Once the question is formulated in this manner, it becomes possible to debate clearly and cleanly, with logical terms that are not ambiguous, terms that can be understood and agreed to by all participants.

If all public policy issues could be resolved into the essential question like this, then they should be able to be more easily decided upon. What prevents such a resolution?

Dr. Sowell argues that the terms that a person uses in political discussions (and indeed just about anywhere else!) are definitionally based on that person's orientation in an over-arching vision. Further, he says, our society and culture is driven by two competing visions that each have established ideologies on what "human" means and the conditions under which man operates within the polity.

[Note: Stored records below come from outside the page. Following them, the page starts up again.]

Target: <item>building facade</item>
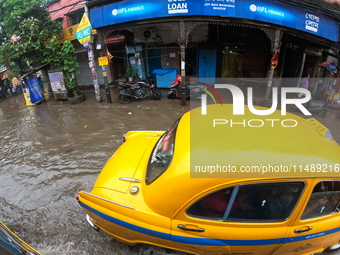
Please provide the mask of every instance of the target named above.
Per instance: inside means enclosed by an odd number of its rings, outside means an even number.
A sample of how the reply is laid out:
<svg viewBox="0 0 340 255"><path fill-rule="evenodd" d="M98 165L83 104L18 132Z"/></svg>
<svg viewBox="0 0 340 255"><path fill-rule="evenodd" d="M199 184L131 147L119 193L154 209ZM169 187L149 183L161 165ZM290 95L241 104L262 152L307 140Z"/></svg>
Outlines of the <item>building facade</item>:
<svg viewBox="0 0 340 255"><path fill-rule="evenodd" d="M214 77L267 77L275 51L278 77L298 78L306 70L314 77L327 75L318 64L338 62L337 13L329 15L334 12L329 3L317 8L288 3L126 0L90 1L89 8L96 43L111 58L111 82L122 78L129 64L140 77L155 77L155 69L179 73L183 48L186 76L211 83Z"/></svg>
<svg viewBox="0 0 340 255"><path fill-rule="evenodd" d="M93 86L92 73L89 68L88 51L78 42L75 37L80 20L85 12L84 1L79 0L57 0L52 1L47 10L50 13L52 20L58 20L62 24L62 35L60 36L60 43L65 40L72 42L75 47L75 54L79 64L79 74L76 79L80 86ZM93 36L96 30L92 30ZM95 52L98 54L99 52ZM98 57L96 55L96 57ZM100 83L103 83L103 76L101 72L97 73Z"/></svg>
<svg viewBox="0 0 340 255"><path fill-rule="evenodd" d="M95 56L106 55L108 81L125 80L132 65L139 78L157 70L176 70L188 78L214 83L215 78L265 78L273 54L278 53L274 77L296 78L305 72L328 77L323 62L338 64L340 11L334 5L311 0L125 0L87 1L96 30ZM86 50L75 38L84 2L56 1L52 19L61 19L65 38L77 49L80 85L91 84ZM78 17L78 18L77 18ZM78 19L78 20L77 20ZM74 27L73 27L74 26ZM97 68L98 69L98 68ZM99 83L103 79L98 72ZM311 84L316 91L322 84Z"/></svg>

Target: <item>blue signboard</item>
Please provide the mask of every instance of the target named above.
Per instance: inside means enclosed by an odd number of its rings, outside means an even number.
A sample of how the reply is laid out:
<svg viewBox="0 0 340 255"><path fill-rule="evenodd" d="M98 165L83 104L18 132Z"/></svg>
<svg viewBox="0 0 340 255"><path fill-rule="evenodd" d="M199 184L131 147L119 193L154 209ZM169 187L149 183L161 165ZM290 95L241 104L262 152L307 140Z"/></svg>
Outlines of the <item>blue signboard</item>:
<svg viewBox="0 0 340 255"><path fill-rule="evenodd" d="M37 77L27 79L27 86L32 104L38 103L44 99L44 93L40 89Z"/></svg>
<svg viewBox="0 0 340 255"><path fill-rule="evenodd" d="M298 29L338 40L338 22L272 0L126 0L91 9L93 28L128 21L190 15L234 17Z"/></svg>

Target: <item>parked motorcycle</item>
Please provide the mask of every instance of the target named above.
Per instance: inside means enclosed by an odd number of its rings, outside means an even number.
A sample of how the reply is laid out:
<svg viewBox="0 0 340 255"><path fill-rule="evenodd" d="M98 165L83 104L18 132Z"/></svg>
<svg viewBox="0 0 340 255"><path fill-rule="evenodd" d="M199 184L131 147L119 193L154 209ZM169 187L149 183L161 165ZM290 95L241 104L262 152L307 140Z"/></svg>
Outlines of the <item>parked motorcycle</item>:
<svg viewBox="0 0 340 255"><path fill-rule="evenodd" d="M133 98L141 99L150 96L153 100L162 98L162 93L157 88L155 81L148 77L136 83L122 82L118 84L119 101L122 104L131 103Z"/></svg>
<svg viewBox="0 0 340 255"><path fill-rule="evenodd" d="M181 95L181 84L182 84L182 76L177 75L176 76L176 80L174 80L171 84L170 84L170 91L167 95L167 97L169 99L173 99L173 98L182 98ZM200 83L196 83L196 84L186 84L186 98L187 99L200 99L202 94L204 94L204 90L207 89L207 86L200 84Z"/></svg>

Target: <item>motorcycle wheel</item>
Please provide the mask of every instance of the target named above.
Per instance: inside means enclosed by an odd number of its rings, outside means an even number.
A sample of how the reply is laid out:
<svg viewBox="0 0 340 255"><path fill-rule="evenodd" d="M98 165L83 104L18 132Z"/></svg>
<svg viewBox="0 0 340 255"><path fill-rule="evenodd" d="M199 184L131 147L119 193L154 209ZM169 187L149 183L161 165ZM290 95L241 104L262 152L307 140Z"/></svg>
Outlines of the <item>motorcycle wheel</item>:
<svg viewBox="0 0 340 255"><path fill-rule="evenodd" d="M167 95L167 98L168 98L168 99L174 99L175 97L176 97L176 95L175 95L175 93L172 92L172 91L170 91L170 92L168 93L168 95Z"/></svg>
<svg viewBox="0 0 340 255"><path fill-rule="evenodd" d="M293 105L290 112L296 112L298 110L298 108L296 107L296 105Z"/></svg>
<svg viewBox="0 0 340 255"><path fill-rule="evenodd" d="M159 89L157 89L157 88L152 89L151 90L151 98L153 100L161 99L162 98L162 92Z"/></svg>
<svg viewBox="0 0 340 255"><path fill-rule="evenodd" d="M190 99L194 99L194 100L200 100L202 98L202 94L201 92L194 92L190 94Z"/></svg>
<svg viewBox="0 0 340 255"><path fill-rule="evenodd" d="M122 104L129 104L132 102L132 98L131 97L127 97L127 96L124 96L122 94L119 94L119 102L121 102Z"/></svg>

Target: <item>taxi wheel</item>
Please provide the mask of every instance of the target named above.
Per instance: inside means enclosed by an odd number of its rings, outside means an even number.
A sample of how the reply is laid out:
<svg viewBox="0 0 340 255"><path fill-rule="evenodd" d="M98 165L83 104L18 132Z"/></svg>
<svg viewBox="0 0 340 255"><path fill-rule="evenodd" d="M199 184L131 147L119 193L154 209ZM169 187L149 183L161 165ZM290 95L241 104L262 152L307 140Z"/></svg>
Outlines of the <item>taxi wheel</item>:
<svg viewBox="0 0 340 255"><path fill-rule="evenodd" d="M328 247L325 249L325 252L332 252L340 249L340 242L337 243L336 245L333 245L331 247Z"/></svg>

In short, we cannot discuss and debate the issues with each other across the divergence of these competing visions because we don't even start from the same dictionary. Our terms are completely devoid of meaning to people in the other vision, and vice versa.

Dr. Sowell is a fine writer; this work is, however, a bit repetitive and could be tightened up.

By giving us a road-map of those competing visions, Dr. Sowell has done a great service. The only absence, unfortunately, is that of a solution - how to bridge the competing visions and re-enter proper political action (debate, persuade, and vote). Having a recommended course of action added to this work would make it possible to reverse the usurpation of the political decision process of "we, the people" by the unelected judiciary.

Rating: 5 stars
Summary: To understand the nature of political arguments, read this
Review: Probably the book that best captures the core of Sowell's thought, this will help crystallize the understanding of anyone who has invested a lot of time in observing the back-and-forth, Crossfire-style, argumentation that usually passes for rational political discussion. The underlying assumptions that promulgate the world-views of our pundits and politicians can be seen here, making for a clearer understanding of how political figures, past and present, have arrived at the choices they have made. While reading on the affirmative action debate, say, or the history of Europe between the World Wars, one can see the opposing visions at work. Sowell is careful - as always, but here more than usual - not to take sides, but merely to present the characteristic behaviors and thought processes of the two "visions." As someone who agrees with Sowell most, but not all of the time, I was pleased with the way he stayed on message. A more opinionated book of his is "The Vision of the Anointed" which I also recommend.

Rating: 5 stars
Summary: social scientists, take your medecine!
Review: Sowell is a true intellectual. He is not afraid to go where his mind takes him. In this work he takes on his common peeve: social engineering. For Sowell nothing is worse than utopian minded do-gooders armed with inadequate knowledge of the subjects they pontificate on. To be frank, I think Sowell's arguments are sometimes thin (much social engineering is done well and is necessary), but it is always good to read someone who will challenge convention, especially when that person is as bright as Sowell is.